British film returns the Lassie story to its classic roots

Mention the name "Lassie," and most people will think of the 1950s television program. That show is both beloved and derided, the writers going to the dog-saves-the-day well perhaps one too many times.

"[Bark!] What's that Lassie? [Bark!] Timmy's in trouble? [Bark!] He's fallen into some quicksand? [Bark!] OK, you lead the way girl! [Bark, Bark!]"

Aside from the title character's name and breed, though, the television show has little to do with Lassie Come-Home, Eric Knight's 1938 children's novel. It is back to this original text that a new British film production of the story, Lassie (PG for some mild violent content and language), returns. The new film is a thoroughly welcome homecoming, featuring a stellar cast, lush Scottish scenery, and the sort of measured, intelligent storytelling sorely lacking from most children's entertainment.

Prior to countless adaptations and successors, Knight's book was filmed faithfully at least once before, in the 1943 classic Lassie Come Home. Just as in that film and the original text, the new Lassie takes place in prewar England. Young Joe (Jonathan Mason) is the proud owner of Lassie. But when Joe's father (John Lynch) loses his job, Joe's father and mother (Samantha Morton) decide to sell Lassie to the cantankerous Duke of Rudling (Peter O'Toole) in order to survive.

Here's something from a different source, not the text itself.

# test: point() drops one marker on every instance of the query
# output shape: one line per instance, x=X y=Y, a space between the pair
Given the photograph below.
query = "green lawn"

And so begins Lassie's long ordeal, as she seeks to return to her true family. A few short-lived escape attempts precede the Duke's move to his Scottish manor, which takes Lassie clear across the kingdom from Joe. Lassie has an ally, though, in Priscilla (Hester Odgers), a young granddaughter in the Duke's care who also longs to return home and who sets Lassie on course for her final break for freedom.

If there's a criticism to be made of Lassie, it's that the supporting characters are so well written and played that the central relationship, between Lassie and Joe, gets muted. It's also worth noting that the PG rating reflects a characteristic British coarseness that involves some bad language and an honest approach to the harsh realities of life, but is a far cry from the boorish vulgarity that is common on this side of the pond.